Rep. Kyrsten Sinema (D-AZ) has ground out a win against Rep. Martha McSally (R-AZ), a victory that marks Arizona’s slow shift towards swing-state status and that will make her the first openly bisexual senator in U.S. history and first female senator from Arizona.
The Associated Press called the race for Sinema on Monday evening, nearly a week after the election. She led led McSally by more than 38,000 votes after the latest update from Arizona’s slow-counting counties, a 49.7 percent to 48 percent lead. McSally conceded shortly after the call.
The call comes after a week of recriminations where some Republicans (though notably not McSally) accused Democrats without any evidence of trying to steal the election. Arizona’s vote-by-mail rules mean that close races almost always take days to count. While McSally led on election night, roughly one quarter of the vote had yet to be counted at that point.
The parties fought initially over uneven application by counties of the state’s signature match law, with Republicans demanding that bigger, Democratic-leaning counties stop reaching out to voters whose mail-in ballot signatures didn’t match the signature on file before eventually agreeing to let every county do so to help people have their ballots counted.
Unsurprisingly, President Trump interjected himself:
Just out — in Arizona, SIGNATURES DON’T MATCH. Electoral corruption – Call for a new Election? We must protect our Democracy!
— Donald J. Trump (@realDonaldTrump) November 9, 2018
But McSally, with an eye on the future, decided against joining some other Republicans on misleading attacks on how the state was counting its votes.
The result doesn’t mean the end of McSally’s Senate hopes. Recently appointed Sen.
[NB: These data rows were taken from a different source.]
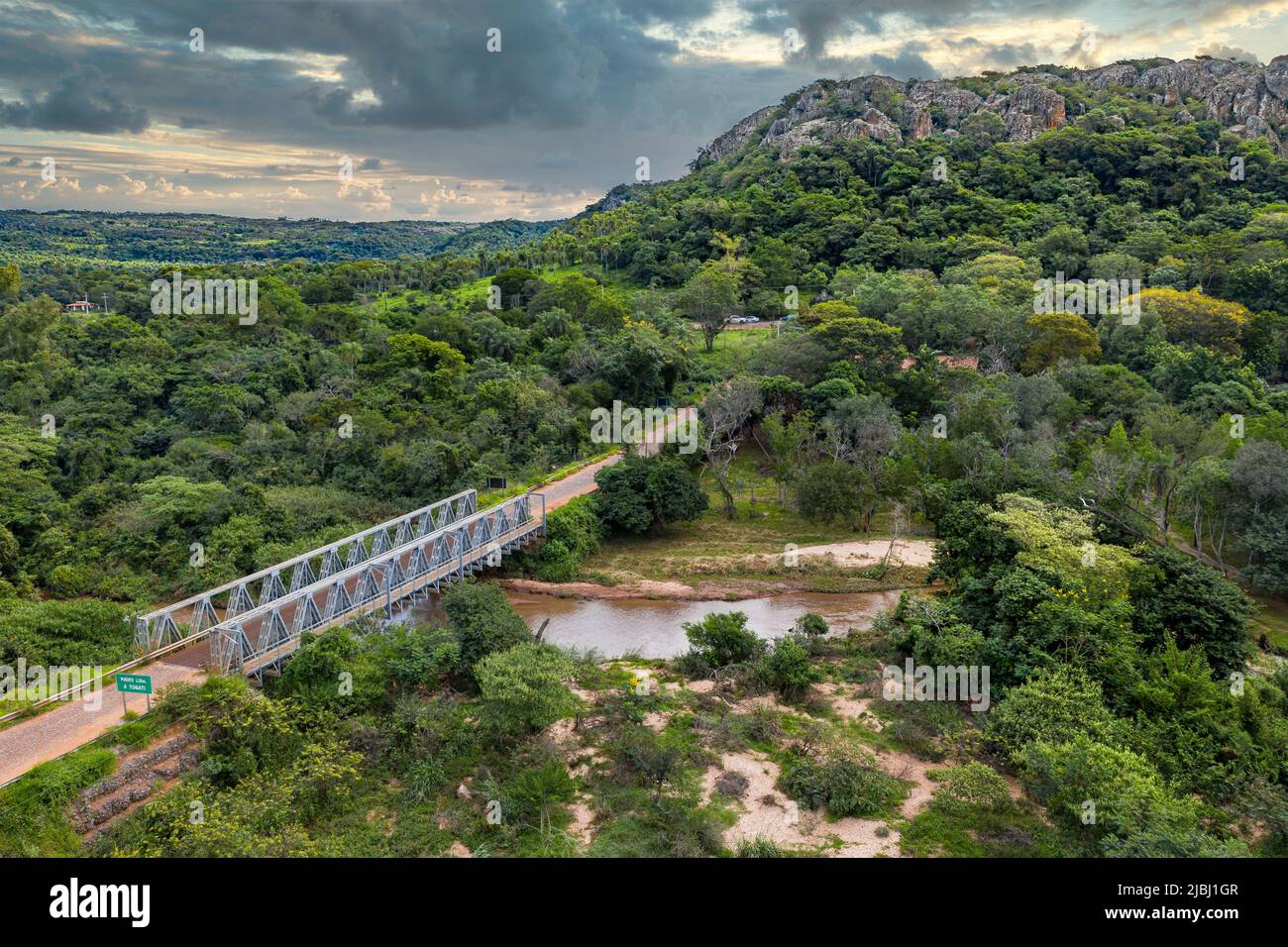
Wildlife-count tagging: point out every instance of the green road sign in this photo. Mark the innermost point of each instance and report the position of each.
(134, 684)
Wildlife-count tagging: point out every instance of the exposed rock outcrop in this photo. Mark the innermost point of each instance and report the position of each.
(1249, 101)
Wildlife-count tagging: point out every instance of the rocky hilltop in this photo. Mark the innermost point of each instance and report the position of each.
(1249, 101)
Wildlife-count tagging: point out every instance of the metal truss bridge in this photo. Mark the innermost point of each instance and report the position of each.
(256, 622)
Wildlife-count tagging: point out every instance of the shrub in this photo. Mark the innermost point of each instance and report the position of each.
(787, 669)
(483, 621)
(845, 785)
(811, 625)
(973, 788)
(722, 638)
(761, 848)
(522, 689)
(572, 534)
(1054, 707)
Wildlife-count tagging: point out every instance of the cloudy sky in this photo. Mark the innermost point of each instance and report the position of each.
(257, 111)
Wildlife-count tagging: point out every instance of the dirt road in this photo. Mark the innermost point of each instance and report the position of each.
(75, 723)
(583, 480)
(26, 744)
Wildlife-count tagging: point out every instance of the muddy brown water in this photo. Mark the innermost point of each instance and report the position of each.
(656, 628)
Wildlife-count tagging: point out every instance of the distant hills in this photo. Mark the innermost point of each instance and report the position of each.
(215, 239)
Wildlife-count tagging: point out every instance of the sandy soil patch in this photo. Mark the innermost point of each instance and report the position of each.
(769, 814)
(870, 552)
(583, 817)
(844, 702)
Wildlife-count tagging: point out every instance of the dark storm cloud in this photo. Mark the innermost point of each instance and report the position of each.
(819, 21)
(407, 63)
(77, 102)
(999, 54)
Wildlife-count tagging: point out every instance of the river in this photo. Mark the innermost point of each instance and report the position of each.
(655, 628)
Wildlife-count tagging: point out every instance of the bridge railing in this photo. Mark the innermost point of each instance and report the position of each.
(265, 635)
(160, 628)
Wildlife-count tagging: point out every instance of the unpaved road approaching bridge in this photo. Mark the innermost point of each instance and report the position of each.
(63, 728)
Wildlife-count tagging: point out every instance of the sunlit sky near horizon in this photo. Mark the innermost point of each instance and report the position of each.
(438, 128)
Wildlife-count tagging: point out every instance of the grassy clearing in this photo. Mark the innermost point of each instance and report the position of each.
(716, 549)
(1271, 621)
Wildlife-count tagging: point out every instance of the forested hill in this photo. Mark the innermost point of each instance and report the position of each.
(215, 239)
(1170, 172)
(1248, 101)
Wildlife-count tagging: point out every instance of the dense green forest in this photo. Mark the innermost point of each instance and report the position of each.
(26, 237)
(1109, 495)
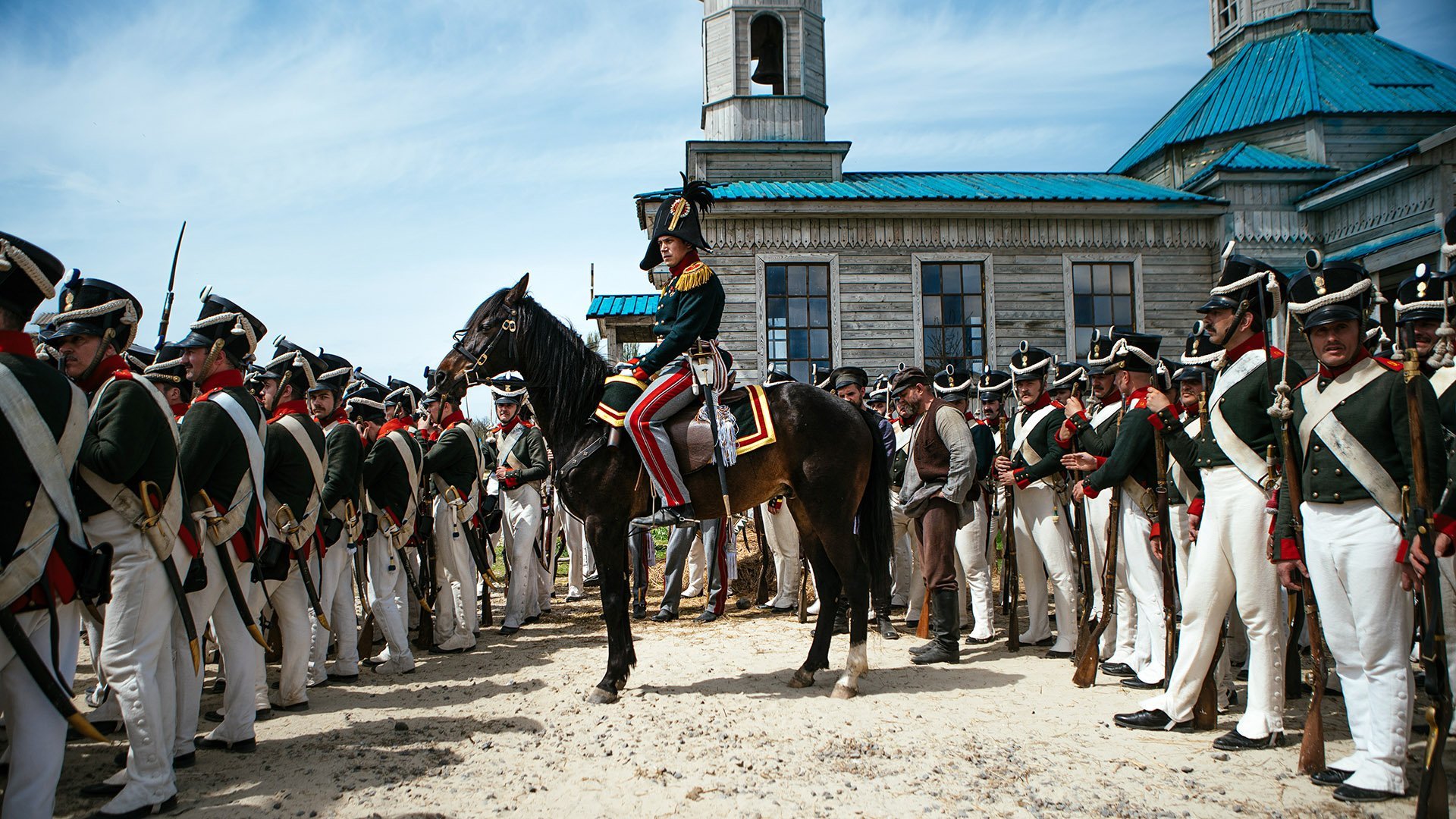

Jon Kyl (R-AZ) is expected to resign as of January, giving Arizona Gov. Doug Ducey (R) the ability to appoint a successor, and McSally is viewed as a favorite to get this position.
The result means Democrats will have at least 47 senators next term, with the GOP holding at least 51 seats, pending results in Florida’s recount and Mississippi’s runoff that could push them to 53 seats.
The race, triggered by Sen. Jeff Flake’s (R-AZ) realization that his brand of never-Trump conservatism appealed to few voters in his state, pitted two fast-rising stars of their respective parties against one another in a state that’s gradually moved from a Republican bastion to competitive territory. Arizona’s rapidly growing Hispanic population has long given Democrats hope they could start winning there, and the suburban shift against the GOP in the Trump era helped put Sinema over the top.
Sinema, a three-term congresswoman from the Phoenix suburbs, was long viewed as the best chance for Democrats to compete statewide, and she had quietly been gearing up for a run for years.
McSally had also been touted as a star of the future since she won her Tucscon-area swing district in 2014, and she outpaced Trump by a comfortable margin in 2016.
Both displayed tenacious campaign skills and grit. But both faced serious questions about their authenticity and values as well.
McSally ran hard to the right in the primary to ward off challenges from hardline former state Sen. Kelli Ward (R) and former Maricopa County Sheriff Joe Arpaio (R), abandoning her previous support for a bill protecting DREAMers, and repeatedly embracing President Trump and his positions throughout the campaign after distancing herself from him in 2016.
Sinema, in turn, has gone from a leftist anti-war protestor and Green Party activist last decade to a moderate Blue Dog Democrat with a fiscally conservative streak during her time in Congress. She’s also dramatically changed her tone over the years.
McSally and her allies were happy to highlight this in the general election, airing ads contrasting McSally’s military service as a fighter pilot to Sinema’s anti-war protesting. And in the race’s closing weeks, they hammered Sinema for caught-on-camera moments where she dissed her home state, including one where she mocked Arizona as the “meth lab of democracy.”
Sinema’s sexual identity barely came up in the race, a sign of how far the country has come on LGBTQ rights.
McSally’s bruising attack ads helped close the race in the campaign’s closing weeks. But Sinema benefitted greatly from the lack of a primary, using the summer to air a heavy barrage of ads touting her bipartisan bona fides as McSally was having to train all of her firepower rightward.
The two also sparred over immigration, though McSally was more aggressive on the issue in a state where border security is a bipartisan issue and anti-immigrant fury has long animated the conservative base.
Both ran strong campaigns. But McSally’s late primary, a highly energized Democratic base, and Sinema’s cash edge helped put the Democrat over the top in the hard-fought race.